Now the two of them must scratch a living from the earth: trapping squirrels, foraging for berries, surviving winter as best they can.
But it is easy to lose your way in the forest, to lose yourself. How long will Peggy believe her father’s story? How long can you stay sane when the world is lost? And what happens when you stop believing in everything?
History of my copy: I picked up Our Endless Numbered Days, along with Me Before You and In the Heart of the Sea at Tesco with my world book day vouchers. It was a complete cover buy; I hadn’t even heard of it before.
First of all, I think readers should be warned that, if you find it difficult to read about traumatic and distressing situations, this book really isn’t for you. Whilst a fantastic book, I did not expect it to be as bone-chilling as it was.
That being said, it is one of the best books I have ever read. Fuller’s writing is beautiful, using stunning imagery and language to weave a beautiful world for Peggy and her Papa to live in. I also enjoyed the sprinkling of references to Germany throughout the story.
Plot: The story jumps around a bit, and takes a few chapters to get used to. Peggy’s life as a child as she gets taken by her father to live in Die Hütte is juxtaposed with her being back home with her mother and brother after she escapes the forest. Her younger story starts with her spending the summer in the garden with her Survivalist father before he takes to away to live in the forest. Their journey is a little drawn out, but I think that was done with the intention of showing how long it took to get there, how isolated it is, and to emphasise how much of a child Peggy, who becomes Punzel, is at the time. The reader watches as Peggy grows up, and slowly starts to realise that her father is going mad. It climaxes with the arrival of Reuben, and with Peggy’s eventual escape from her world, discovering that the world hasn’t ended like her father said. The ending of this book is amazing, built with a fantastic plot twist that, whilst disturbing, throws a whole different light on the book and makes the reader realise just how bad isolation can be for a person’s mental health.
Setting: Fuller has created a beautiful world for the forest, and is a fantastic writer. It really feels like you are walking alongside Peggy as she makes her daily trips to the traps to see if any squirrels or rabbits have been caught. You can feel the snow in the winter, and see the river roaring past. I don’t think I have ever read a book so breathtakingly descriptive.
Characters: Peggy is one of my favourite main characters. She feels human. She doesn’t have ridiculous traits; she is far from perfect. You can taste her fear when she is scared, feel the rush of excitement when she discovers she isn’t stuck alone with her father. You also learn how vulnerable she is too.
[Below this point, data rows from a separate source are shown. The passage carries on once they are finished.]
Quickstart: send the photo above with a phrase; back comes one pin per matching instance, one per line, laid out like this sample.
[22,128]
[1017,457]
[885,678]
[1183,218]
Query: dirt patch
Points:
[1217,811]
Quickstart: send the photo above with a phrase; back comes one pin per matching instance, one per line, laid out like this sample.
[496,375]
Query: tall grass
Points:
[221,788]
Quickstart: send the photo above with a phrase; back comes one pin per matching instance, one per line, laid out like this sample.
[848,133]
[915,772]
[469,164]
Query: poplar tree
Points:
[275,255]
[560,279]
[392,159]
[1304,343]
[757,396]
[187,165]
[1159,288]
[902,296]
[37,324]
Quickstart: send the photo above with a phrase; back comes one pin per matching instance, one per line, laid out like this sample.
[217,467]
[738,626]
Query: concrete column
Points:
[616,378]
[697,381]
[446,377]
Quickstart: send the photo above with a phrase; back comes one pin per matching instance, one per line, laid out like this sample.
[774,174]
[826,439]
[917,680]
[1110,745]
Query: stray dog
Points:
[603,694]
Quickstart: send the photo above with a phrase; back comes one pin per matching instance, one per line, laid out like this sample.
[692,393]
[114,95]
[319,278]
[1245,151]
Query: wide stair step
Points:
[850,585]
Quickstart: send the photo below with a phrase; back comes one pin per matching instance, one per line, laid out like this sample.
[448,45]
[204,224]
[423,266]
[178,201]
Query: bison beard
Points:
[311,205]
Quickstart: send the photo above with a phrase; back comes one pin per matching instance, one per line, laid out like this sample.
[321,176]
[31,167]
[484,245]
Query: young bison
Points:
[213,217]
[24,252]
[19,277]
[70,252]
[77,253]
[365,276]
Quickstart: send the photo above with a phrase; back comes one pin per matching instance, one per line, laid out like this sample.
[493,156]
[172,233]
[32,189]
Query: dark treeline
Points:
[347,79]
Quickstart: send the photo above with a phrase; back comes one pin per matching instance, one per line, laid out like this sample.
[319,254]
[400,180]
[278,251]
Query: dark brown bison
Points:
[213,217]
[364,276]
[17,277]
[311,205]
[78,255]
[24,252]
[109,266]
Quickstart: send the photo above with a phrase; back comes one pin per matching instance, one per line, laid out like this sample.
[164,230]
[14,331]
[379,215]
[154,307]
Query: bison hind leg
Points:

Her father, on the other hand, is a fantastic portrayal of someone with a clear mental health problem. The relationship between him and his daughter doesn’t feel forced at all and, although I ended up hating him by the end of the book, I still loved the concept of him as a character.
It’s actually really hard to write about the characters without giving away the ending of the book, so I think I shall stop here for fear of spoiling it.
To read or not to read: Read. This book is so chillingly gripping and twisted that it just draws you in and you get lost in Peggy’s world. As mentioned before, this book covers some pretty dark and disturbing topics, so don’t pick it up expecting a happy fairy-tale story. That being said, it is definitely worth a read and I think it may need re-reading to see the story again in light of what you discover at the end.
Also, it ends almost on a cliff-hanger. Not enough to write a whole novel on, and not enough to drive you insane needing to know what happens, but just enough to perhaps want a short story, maybe even set a few years in the future, just to discover what happens to Peggy.